Jan. 23 (Bloomberg) -- U.S. companies are reducing dividends at the fastest rate in half a century, squeezing investors who depend on the payouts more than ever to boost returns.
General Electric Co., which reports results today, may lower the dividend it has paid since 1899 after profits fell for three quarters, according to UBS AG. Pfizer Inc., the world’s largest drugmaker, froze its payout last month after 41 years of increases. Five companies in the Standard & Poor’s 500 Index slashed $7.5 billion in outlays this month, more than all the cuts from 2003 to 2007, S&P said.

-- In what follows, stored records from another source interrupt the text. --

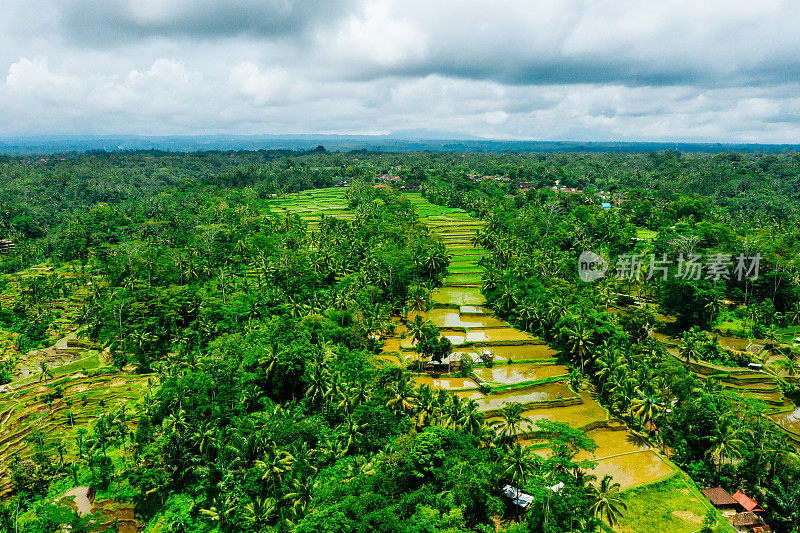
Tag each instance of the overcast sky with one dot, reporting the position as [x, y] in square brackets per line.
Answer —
[702, 70]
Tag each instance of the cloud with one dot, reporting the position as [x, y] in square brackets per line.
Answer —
[104, 22]
[551, 69]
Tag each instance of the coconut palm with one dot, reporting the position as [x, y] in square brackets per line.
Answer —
[44, 371]
[726, 443]
[578, 340]
[402, 397]
[607, 503]
[511, 423]
[259, 512]
[519, 465]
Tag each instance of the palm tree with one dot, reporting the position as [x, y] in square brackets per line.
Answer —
[511, 423]
[259, 512]
[218, 511]
[645, 408]
[518, 465]
[274, 464]
[402, 397]
[608, 503]
[44, 371]
[508, 298]
[300, 495]
[726, 444]
[692, 344]
[578, 339]
[471, 419]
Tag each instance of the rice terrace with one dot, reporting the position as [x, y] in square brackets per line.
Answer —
[383, 266]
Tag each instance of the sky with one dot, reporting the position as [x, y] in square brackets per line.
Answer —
[611, 70]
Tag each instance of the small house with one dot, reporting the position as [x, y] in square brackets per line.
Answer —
[722, 500]
[517, 497]
[747, 502]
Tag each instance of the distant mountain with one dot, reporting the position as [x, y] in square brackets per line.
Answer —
[432, 135]
[400, 141]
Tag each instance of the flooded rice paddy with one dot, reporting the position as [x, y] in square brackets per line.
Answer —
[634, 468]
[458, 296]
[789, 420]
[524, 352]
[499, 335]
[450, 383]
[450, 318]
[540, 393]
[511, 374]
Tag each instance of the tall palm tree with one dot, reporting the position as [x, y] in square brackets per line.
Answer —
[259, 512]
[645, 407]
[44, 371]
[578, 340]
[274, 463]
[519, 465]
[402, 397]
[726, 443]
[511, 423]
[607, 501]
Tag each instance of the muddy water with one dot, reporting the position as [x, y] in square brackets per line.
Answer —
[449, 383]
[458, 296]
[82, 502]
[539, 393]
[498, 335]
[789, 420]
[518, 373]
[633, 468]
[636, 464]
[577, 416]
[475, 310]
[449, 318]
[520, 353]
[470, 395]
[455, 338]
[610, 442]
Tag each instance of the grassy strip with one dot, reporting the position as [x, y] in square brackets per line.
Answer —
[652, 507]
[504, 387]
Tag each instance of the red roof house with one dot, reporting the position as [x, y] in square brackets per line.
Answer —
[748, 503]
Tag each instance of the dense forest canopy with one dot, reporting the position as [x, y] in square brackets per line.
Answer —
[256, 335]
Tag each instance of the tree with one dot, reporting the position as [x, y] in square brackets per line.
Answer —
[607, 503]
[511, 423]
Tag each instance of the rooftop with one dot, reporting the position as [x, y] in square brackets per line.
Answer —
[719, 497]
[747, 502]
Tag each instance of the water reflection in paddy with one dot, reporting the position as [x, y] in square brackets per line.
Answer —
[519, 373]
[633, 468]
[498, 335]
[789, 420]
[521, 353]
[458, 296]
[540, 393]
[610, 442]
[448, 318]
[446, 383]
[475, 309]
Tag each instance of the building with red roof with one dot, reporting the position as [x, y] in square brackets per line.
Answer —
[748, 503]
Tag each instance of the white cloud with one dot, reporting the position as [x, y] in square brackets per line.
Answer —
[553, 69]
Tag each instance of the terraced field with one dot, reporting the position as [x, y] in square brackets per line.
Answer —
[763, 386]
[77, 395]
[525, 371]
[311, 205]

The worst financial crisis since the Great Depression is forcing companies to hoard cash after earnings before one-time costs dropped 38 percent last year, the most since 2001, according to data compiled by Bloomberg. Stock losses pushed dividends as a percentage of the S&P 500’s price above 4 percent in 2008, the highest since Bloomberg data began in 1993.
“A lot of people rely on those dividends for income,” said Tim Ghriskey, who helps oversee $2 billion as chief investment officer for Solaris Asset Management LLC in Bedford Hills, New York. “If the economy continues to deteriorate, we’re going to see more cuts, and it’s going to hurt them even more.”
An investor owning the S&P 500 who pocketed the average dividend paid by its companies in 2008 would have lost 36 percent last year, compared with a 38.5 percent decline for the index itself. That’s the biggest difference in at least 16 years, according to data compiled by Bloomberg.
The number of S&P 500 companies reducing shareholder payments climbed for five straight months to 53 in November 2008, the last period for which data is available, S&P said. That’s the most since records began in 1956.